# Whisper for Inferentia2

This sample shows how to compile & run Whisper models (different sizes) on Inferentia2. It makes use of the HF weights:  
  - Tiny: https://huggingface.co/openai/whisper-tiny
  - Small: https://huggingface.co/openai/whisper-small
  - Medium: https://huggingface.co/openai/whisper-medium
  - Large-v3: https://huggingface.co/openai/whisper-large-v3

Given the largest model has only 1.5B params, it fits into just 1 core when quantized to bf16. Also, this model is an encoder-decoder, so the strategy is to compile both components individually and then put them back into the original model structure.
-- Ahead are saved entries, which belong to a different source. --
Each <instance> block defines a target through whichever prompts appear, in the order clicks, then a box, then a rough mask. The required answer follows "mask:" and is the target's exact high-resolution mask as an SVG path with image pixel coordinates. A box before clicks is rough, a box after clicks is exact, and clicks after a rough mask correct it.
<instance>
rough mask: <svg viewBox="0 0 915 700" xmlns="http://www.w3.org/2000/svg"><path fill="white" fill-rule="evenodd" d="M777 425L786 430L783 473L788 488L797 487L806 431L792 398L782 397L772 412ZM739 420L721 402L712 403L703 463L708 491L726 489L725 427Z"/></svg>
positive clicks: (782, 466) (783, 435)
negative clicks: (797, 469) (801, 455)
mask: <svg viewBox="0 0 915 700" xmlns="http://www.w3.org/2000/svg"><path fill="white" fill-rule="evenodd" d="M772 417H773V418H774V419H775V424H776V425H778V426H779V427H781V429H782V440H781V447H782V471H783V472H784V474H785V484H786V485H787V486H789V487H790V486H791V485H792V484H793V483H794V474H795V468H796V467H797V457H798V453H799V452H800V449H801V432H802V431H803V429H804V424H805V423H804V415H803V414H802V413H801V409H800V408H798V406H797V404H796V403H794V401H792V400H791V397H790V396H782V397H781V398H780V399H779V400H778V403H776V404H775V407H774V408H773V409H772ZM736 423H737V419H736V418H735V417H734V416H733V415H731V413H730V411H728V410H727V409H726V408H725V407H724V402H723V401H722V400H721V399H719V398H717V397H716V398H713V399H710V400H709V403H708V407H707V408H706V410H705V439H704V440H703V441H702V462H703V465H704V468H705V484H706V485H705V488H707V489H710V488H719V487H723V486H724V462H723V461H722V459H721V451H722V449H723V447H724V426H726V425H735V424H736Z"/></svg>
After that, both encoder and decoder will be accelerated on inf2.

You can use the smallest instance for this experiment: inf2.xlarge, but to achieve a higher througput by launching multiple copies of the model to serve clients in parallel, it is recommended to use a larger instance like:

**Instance**: EC2 ml.inf2.24xlarge  

Follow the [instructions from this page to setup the environment.](https://awsdocs-neuron.readthedocs-hosted.com/en/latest/general/setup/torch-neuronx.html#setup-torch-neuronx) I also recommend the usage of the following container (DLC) to run your experiments: **Deep Learning Container**: 763104351884.dkr.ecr.us-east-1.amazonaws.com/pytorch-inference-neuronx:1.13.1-neuronx-py310-sdk2.18.1-ubuntu20.04

This will guarantee you're using the exact same libraries I used in this experiment.
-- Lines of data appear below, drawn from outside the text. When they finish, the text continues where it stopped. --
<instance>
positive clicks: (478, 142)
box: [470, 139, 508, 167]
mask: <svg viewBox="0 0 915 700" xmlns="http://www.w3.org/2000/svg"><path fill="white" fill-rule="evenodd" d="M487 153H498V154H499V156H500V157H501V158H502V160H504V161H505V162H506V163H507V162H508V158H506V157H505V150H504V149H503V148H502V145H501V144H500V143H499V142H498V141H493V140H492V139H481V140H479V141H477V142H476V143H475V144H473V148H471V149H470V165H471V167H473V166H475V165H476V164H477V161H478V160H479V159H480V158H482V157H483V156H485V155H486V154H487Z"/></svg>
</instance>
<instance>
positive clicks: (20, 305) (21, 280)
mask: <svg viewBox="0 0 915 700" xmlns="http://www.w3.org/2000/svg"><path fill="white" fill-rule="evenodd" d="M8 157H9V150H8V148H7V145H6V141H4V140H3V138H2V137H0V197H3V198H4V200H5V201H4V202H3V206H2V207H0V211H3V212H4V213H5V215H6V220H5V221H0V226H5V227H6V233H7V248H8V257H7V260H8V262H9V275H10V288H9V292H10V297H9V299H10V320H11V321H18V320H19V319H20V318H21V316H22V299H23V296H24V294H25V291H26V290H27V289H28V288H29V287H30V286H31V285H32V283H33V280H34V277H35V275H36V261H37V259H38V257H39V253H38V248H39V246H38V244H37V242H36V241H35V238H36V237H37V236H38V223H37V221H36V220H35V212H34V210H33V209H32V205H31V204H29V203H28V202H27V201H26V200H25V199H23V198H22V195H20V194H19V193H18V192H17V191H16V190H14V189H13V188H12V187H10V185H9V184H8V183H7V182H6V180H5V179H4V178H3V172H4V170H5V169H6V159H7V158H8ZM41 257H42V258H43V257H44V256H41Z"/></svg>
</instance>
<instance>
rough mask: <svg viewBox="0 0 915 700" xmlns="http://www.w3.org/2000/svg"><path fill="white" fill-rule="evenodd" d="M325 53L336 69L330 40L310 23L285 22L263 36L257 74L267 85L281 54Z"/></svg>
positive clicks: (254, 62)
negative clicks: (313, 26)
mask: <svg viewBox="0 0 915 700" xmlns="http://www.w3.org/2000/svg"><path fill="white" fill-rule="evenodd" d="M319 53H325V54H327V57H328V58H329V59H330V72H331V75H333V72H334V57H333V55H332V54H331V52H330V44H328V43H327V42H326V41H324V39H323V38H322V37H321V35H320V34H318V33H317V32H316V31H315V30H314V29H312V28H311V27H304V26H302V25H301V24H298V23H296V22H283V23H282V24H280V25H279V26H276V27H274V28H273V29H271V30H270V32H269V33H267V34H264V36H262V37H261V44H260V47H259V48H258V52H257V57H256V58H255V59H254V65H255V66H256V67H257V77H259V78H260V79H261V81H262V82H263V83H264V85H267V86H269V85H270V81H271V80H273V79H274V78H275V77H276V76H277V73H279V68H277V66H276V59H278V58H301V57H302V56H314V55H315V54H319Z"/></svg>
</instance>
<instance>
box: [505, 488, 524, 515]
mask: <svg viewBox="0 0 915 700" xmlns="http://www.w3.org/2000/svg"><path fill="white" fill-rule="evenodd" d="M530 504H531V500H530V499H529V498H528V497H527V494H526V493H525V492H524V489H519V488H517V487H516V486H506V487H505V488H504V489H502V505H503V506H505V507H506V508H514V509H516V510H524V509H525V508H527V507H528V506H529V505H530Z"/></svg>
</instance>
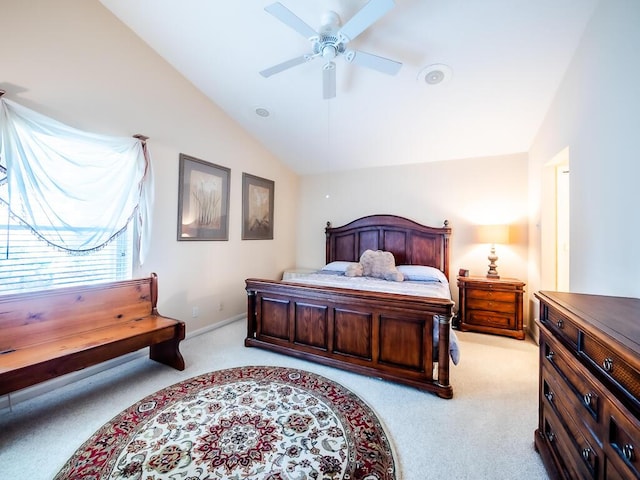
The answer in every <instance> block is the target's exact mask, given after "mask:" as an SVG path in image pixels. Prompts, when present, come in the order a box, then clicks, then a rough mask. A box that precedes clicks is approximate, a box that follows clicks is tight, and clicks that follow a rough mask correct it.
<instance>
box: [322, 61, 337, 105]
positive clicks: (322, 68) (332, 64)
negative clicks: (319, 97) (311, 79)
mask: <svg viewBox="0 0 640 480" xmlns="http://www.w3.org/2000/svg"><path fill="white" fill-rule="evenodd" d="M335 96H336V64H335V63H333V62H328V63H326V64H325V65H324V67H322V98H323V99H325V100H329V99H331V98H334V97H335Z"/></svg>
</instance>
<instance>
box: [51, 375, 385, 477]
mask: <svg viewBox="0 0 640 480" xmlns="http://www.w3.org/2000/svg"><path fill="white" fill-rule="evenodd" d="M77 478H93V479H131V480H134V479H140V480H151V479H176V480H178V479H180V480H195V479H211V480H214V479H217V480H219V479H228V480H232V479H233V480H241V479H242V480H285V479H286V480H294V479H295V480H337V479H349V480H394V479H395V478H396V467H395V461H394V458H393V453H392V451H391V446H390V443H389V440H388V438H387V436H386V434H385V432H384V429H383V428H382V425H381V424H380V421H379V420H378V418H377V417H376V415H375V414H374V413H373V411H372V410H371V408H369V407H368V406H367V405H366V404H365V403H364V402H363V401H362V400H361V399H360V398H358V397H357V396H356V395H355V394H354V393H353V392H351V391H349V390H348V389H346V388H345V387H343V386H341V385H339V384H337V383H335V382H333V381H331V380H328V379H326V378H324V377H321V376H320V375H316V374H313V373H310V372H305V371H302V370H295V369H290V368H282V367H239V368H232V369H228V370H220V371H217V372H213V373H207V374H205V375H200V376H198V377H194V378H191V379H189V380H186V381H184V382H181V383H177V384H175V385H172V386H170V387H167V388H165V389H163V390H160V391H159V392H156V393H154V394H153V395H150V396H148V397H146V398H144V399H143V400H141V401H139V402H138V403H136V404H135V405H132V406H131V407H129V408H127V409H126V410H125V411H123V412H122V413H120V414H119V415H117V416H116V417H115V418H113V419H112V420H111V421H110V422H108V423H107V424H106V425H104V426H103V427H102V428H100V429H99V430H98V431H97V432H96V433H95V434H93V436H92V437H91V438H90V439H89V440H87V441H86V442H85V443H84V445H82V447H80V448H79V449H78V450H77V451H76V453H75V454H74V455H73V456H72V457H71V459H69V461H67V463H66V464H65V466H64V467H63V468H62V470H60V472H59V473H58V475H57V476H56V479H77Z"/></svg>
Also, make sure you install the following libraries in your environment. Pay attention to the transformers version, newer versions will not work.

### Requirements
 - transformers==4.36.2
 - soundfile==0.12.1
 - datasets==2.18.0
 - librosa==0.10.1

In [None]:
%pip install -U transformers==4.36.2 datasets==2.18.0 soundfile==0.12.1 librosa==0.10.1

In [None]:
import os
import types
import torch
from datasets import load_dataset
from transformers import WhisperProcessor, WhisperForConditionalGeneration


# please, start by selecting the desired model size
suffix="tiny"
#suffix="small"
#suffix="medium"
#suffix="large-v3"
model_id=f"openai/whisper-{suffix}"

# this will load the tokenizer + two copies of the model. cpu_model will be used later for results comparison
processor = WhisperProcessor.from_pretrained(model_id)
model = WhisperForConditionalGeneration.from_pretrained(model_id, torchscript=True)
cpu_model = WhisperForConditionalGeneration.from_pretrained(model_id, torchscript=True)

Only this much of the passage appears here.